DBL Data Challenge

About the project

Welcome to the public repository for the DBL Data Challenge project! This README file serves as a guide to help you understand our project, its purpose, and how it can provide valuable insights into airline data. Our team, Group 16, was responsible for analyzing data from the social media platform "Twitter" for our client, "Lufthansa." We compared the Twitter data of Lufthansa with their competitor, "American Airlines." The goal of our analysis was to gain insights into customer sentiments, preferences, and overall performance of the two airlines on social media This project was developed as part of the Data Science program at the Technical University of Eindhoven.

Built with

Python
MongoDB

Prerequisites

Before you proceed, ensure that you have the following installed in your local machine:

Git: a version control system for tracking changes in computer files and coordinating work on those files among multiple people.
Python: a popular programming language. This project is built with Python, ensure you have version 3.x installed.
pip: a package installer for Python. You can usually install it alongside Python.

Getting started

To get started with our project, we have provided an installation guide that outlines the required dependencies and steps for setting up the environment. Following these instructions can ensure a smooth setup process and avoid any potential compatibility issues.

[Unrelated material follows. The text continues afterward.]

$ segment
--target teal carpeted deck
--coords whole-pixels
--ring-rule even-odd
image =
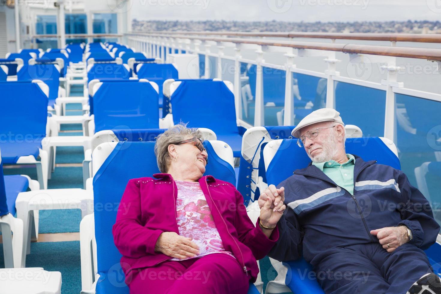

Clone the repository on your machine using git clone command. Use git pull to fetch the latest updates.
Set up the local environment using a venv module python3 -m venv env. Use the following prompt to activate it .\env\Scripts\activate for windows or source env/bin/activate for macOS.
Download the airline files that have been filtered on MongoDB (No code for this. Queries that were used in the MongoDB Compass are given)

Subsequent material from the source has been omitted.